Opportunities for wealth creation usually come in the form of post-secondary degrees, although social networking and training in schools can also lead to non-collegiate methods of money making (the garage band members that met and learned chords in music classes, the entrepreneurs that started selling during lunch period, etc). The function of a homeschool in this case would be something more like a traditional high school—to teach students how to successfully navigate the collegiate universe with the end of a degree in mind.

Information relevant to one's self-awareness. That's a tricky phrase. Perhaps "teaching students how to think" would be more germane, if less accurate. You don't teach someone how to think; you teach them that there are many different ways to think, and that some are better than others, and that there isn't one that is perfect or best. The result of this is self-awareness, sapience, and consciousness, lending to this person the ability to willfully change the world for the better.

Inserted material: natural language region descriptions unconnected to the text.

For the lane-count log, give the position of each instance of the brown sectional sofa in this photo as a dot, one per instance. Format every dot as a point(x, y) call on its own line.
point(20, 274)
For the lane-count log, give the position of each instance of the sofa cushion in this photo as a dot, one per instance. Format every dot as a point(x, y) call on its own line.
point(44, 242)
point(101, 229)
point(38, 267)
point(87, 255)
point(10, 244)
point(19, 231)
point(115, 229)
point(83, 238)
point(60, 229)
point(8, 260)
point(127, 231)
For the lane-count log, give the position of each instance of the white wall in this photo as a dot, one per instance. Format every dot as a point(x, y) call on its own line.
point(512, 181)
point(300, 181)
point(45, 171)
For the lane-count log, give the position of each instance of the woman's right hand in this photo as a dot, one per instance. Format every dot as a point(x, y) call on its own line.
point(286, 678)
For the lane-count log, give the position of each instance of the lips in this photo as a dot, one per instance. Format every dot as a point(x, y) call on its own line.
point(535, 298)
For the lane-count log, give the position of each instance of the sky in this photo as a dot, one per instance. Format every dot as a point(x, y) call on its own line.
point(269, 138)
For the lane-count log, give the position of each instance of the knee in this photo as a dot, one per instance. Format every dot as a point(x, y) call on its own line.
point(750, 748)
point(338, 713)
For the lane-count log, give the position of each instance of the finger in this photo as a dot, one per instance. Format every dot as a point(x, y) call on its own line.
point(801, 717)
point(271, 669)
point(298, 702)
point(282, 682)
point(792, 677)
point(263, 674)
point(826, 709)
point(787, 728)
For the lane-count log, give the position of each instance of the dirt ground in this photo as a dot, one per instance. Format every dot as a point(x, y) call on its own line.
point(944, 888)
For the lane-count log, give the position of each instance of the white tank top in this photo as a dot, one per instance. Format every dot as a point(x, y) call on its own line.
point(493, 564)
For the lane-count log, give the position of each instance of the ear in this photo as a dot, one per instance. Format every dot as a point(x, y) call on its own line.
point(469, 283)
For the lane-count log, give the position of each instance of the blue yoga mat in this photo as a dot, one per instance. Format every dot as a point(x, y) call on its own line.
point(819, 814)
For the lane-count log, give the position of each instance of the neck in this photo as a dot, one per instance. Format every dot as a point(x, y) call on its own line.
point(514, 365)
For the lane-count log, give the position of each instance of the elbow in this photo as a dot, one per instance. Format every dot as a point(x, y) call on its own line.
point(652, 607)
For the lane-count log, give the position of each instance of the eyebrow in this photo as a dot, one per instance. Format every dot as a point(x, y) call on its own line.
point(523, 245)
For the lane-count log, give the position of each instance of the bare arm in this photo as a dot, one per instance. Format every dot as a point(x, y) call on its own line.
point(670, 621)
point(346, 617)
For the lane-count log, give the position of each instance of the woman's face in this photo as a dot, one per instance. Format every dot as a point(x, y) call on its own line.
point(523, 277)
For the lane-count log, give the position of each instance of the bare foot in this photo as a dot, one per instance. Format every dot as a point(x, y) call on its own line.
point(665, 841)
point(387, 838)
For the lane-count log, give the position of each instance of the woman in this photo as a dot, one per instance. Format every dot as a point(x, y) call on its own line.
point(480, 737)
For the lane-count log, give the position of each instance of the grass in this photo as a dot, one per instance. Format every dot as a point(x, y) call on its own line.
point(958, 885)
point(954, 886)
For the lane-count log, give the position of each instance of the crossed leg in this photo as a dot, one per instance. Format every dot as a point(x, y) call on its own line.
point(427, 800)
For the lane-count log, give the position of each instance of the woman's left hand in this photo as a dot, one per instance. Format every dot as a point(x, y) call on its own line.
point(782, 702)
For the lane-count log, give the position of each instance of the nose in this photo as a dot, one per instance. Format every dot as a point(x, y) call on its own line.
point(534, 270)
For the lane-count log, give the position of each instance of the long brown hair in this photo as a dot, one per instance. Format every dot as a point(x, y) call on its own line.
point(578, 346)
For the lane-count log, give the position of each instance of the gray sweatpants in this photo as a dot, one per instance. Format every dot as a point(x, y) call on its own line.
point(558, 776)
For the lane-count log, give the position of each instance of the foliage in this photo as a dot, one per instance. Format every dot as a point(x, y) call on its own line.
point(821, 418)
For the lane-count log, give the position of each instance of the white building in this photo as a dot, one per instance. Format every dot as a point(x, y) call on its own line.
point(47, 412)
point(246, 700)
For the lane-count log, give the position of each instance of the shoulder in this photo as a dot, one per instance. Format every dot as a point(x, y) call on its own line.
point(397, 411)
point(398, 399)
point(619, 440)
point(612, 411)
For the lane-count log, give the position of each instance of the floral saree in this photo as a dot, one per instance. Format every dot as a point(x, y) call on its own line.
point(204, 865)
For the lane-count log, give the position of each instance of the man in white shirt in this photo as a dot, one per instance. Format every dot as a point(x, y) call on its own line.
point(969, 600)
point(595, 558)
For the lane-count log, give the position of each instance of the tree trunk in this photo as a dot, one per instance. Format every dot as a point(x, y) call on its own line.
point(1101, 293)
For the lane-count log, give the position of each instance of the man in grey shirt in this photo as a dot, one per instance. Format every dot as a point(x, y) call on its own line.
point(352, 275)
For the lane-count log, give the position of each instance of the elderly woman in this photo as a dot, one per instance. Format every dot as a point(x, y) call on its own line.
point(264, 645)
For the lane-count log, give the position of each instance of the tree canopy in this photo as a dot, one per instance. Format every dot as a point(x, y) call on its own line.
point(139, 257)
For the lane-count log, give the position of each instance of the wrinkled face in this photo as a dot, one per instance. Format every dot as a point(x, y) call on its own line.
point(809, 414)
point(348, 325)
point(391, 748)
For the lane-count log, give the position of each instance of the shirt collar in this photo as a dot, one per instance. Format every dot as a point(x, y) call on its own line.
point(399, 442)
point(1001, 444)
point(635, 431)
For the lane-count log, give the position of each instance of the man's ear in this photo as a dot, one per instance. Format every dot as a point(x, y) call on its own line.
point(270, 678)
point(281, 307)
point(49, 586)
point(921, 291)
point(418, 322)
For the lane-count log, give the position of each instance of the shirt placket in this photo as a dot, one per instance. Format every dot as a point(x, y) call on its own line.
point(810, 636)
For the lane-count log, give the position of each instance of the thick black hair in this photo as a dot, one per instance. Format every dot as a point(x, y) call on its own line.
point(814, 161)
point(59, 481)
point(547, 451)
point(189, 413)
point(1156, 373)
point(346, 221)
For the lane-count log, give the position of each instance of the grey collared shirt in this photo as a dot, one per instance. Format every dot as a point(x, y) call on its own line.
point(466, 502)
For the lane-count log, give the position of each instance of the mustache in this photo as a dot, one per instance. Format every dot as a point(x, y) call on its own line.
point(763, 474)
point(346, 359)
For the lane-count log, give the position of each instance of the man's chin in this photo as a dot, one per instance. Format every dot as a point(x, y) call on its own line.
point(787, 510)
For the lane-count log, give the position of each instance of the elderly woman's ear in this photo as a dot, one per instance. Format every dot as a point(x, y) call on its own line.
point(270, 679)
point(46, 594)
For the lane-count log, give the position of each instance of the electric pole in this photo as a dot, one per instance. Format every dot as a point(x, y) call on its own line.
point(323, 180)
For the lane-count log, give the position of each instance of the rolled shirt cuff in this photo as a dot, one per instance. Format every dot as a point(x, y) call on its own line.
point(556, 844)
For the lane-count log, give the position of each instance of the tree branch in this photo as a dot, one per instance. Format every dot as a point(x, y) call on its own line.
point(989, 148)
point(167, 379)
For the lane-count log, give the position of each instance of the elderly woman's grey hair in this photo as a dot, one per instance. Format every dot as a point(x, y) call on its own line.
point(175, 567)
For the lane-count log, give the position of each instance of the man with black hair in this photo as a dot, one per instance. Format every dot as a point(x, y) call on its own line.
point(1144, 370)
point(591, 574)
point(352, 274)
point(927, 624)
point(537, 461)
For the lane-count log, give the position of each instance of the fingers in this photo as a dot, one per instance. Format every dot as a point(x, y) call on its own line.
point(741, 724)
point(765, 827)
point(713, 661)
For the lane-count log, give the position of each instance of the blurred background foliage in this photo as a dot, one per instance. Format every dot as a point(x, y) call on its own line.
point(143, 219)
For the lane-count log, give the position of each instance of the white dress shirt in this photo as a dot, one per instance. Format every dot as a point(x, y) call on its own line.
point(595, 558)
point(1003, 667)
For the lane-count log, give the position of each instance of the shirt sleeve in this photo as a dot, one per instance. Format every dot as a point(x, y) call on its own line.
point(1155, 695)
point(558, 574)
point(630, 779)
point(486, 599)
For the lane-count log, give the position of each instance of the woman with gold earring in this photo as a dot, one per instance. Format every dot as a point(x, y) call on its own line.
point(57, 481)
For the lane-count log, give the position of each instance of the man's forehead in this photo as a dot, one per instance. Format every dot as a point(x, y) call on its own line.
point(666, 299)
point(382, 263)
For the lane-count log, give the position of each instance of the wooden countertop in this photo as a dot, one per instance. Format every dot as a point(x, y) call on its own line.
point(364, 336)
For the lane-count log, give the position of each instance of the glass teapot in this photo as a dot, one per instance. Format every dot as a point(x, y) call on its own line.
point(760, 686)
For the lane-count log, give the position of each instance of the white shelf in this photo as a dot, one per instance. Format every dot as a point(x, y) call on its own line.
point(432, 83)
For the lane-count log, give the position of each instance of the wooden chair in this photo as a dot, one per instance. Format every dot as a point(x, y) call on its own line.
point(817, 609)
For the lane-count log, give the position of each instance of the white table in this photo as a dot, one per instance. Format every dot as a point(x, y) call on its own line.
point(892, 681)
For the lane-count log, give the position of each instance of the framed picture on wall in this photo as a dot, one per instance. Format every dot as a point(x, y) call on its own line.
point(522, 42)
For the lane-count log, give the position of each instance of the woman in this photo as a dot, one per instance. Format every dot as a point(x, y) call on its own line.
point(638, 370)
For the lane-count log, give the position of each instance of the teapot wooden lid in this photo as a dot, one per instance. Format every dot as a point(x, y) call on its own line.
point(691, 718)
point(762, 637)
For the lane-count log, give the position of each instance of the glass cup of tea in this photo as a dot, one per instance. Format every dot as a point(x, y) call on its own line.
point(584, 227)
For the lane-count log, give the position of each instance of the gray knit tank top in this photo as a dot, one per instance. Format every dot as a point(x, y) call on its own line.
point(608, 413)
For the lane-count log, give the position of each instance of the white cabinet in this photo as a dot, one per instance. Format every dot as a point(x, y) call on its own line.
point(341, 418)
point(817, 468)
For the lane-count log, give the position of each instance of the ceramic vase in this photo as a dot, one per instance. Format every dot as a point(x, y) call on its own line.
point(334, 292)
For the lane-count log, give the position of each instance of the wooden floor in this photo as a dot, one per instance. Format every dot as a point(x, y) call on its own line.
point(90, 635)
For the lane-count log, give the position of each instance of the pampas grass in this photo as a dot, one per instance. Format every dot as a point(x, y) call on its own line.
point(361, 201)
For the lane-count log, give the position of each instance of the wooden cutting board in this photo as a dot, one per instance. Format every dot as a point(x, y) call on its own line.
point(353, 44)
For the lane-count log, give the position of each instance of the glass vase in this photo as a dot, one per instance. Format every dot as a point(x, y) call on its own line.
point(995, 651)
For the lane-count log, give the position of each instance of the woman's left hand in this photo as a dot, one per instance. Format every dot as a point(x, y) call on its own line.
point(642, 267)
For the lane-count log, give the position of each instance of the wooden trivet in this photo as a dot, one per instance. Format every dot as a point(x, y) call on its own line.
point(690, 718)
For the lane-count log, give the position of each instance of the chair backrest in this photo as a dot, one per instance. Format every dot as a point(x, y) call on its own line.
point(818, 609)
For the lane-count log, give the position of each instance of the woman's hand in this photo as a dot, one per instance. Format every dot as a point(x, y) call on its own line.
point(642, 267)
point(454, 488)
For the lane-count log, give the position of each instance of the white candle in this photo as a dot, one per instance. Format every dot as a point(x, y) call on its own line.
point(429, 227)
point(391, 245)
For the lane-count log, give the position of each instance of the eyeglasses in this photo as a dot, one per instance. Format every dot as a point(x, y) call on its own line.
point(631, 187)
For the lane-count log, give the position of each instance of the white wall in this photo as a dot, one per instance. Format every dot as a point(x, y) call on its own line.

Finding a way to perform all three function is daunting; the desire for homeschool programs to focus on classics and fundamentals is understandable. In a world drowning in seas of data, a simple, clearly-defined canon of work untainted with the messiness of instant communication is very attractive. Beyond that, American schools have been falling behind, or so nearly everyone is telling us. They used to be the best in the world, so returning to the Golden Age seems like a good idea.


Before we jump on the paleo-educational bandwagon, though, let's consider what all that "messiness of instant communication" is all about. It is believed that the world will have produced 1.8 zettabytes of data in 2011. (A zettabyte is a trillion gigs.) That is almost an order of magnitude greater than the amount created in 2006, which was at that point 3 million times more data than is contained in all the books ever written. And out of that, a few important pieces can be gleaned—the signal-to-noise ratio is infinitesimal.

All three of the functions of education I described depend upon a student's ability to navigate the world around her. No one has ever taken part in a culture, made money, or learned to be self-aware without other people. This is not because humans are social animals, it is because the human world is a social world. We are not particularly strong or particularly fast, but we're smart and when we get together we can build a lot of things that make life a lot less difficult and painful for ourselves. The world we now inhabit has become a new world, the world of crushingly large amounts of information. The successfully educated can navigate it.

(It is important to remember that I am not advocating relinquishing any of your educational duties. This is not "it takes a village to raise a child". The model is to take what you need from the resources that are available—"raid the village to raise your child".)

Unfortunately, most college grads cannot distinguish fact from opinion, nor can they search for information successfully. It is as if humanity has become aquatic, and schools have not taught students to swim.


The modest proposal is this: fill young children with as much knowledge—arm them with as many tools—as possible (language, math skills, etc.), and when they're older, present them with the problems they will actually have to solve in their lives, and allow them access to means by which they can find solutions. For math and science, this will probably mean pointing them to Khan (and to Wikipedia). For information literacy, unfortunately, the tools have not yet been built. I'm sure the world would love it if they were, and you may be able to join with others to do so.

Those tools would require students to find information, read it, and analyze whether they trusted the source or not. The best way to do this, again, would be to ask the student a question and let them answer it using any resource they can. Closed-book tests on simple facts are memory exams, not useful assessments of learning.

*Footnote: While I personally think technology is essential for an education, I completely respect the decisions of my friend and anyone else who decides to avoid it in schooling their children. Frankly, if you're at least halfway competent and love your child, you'll almost certainly beat the crap out of public school.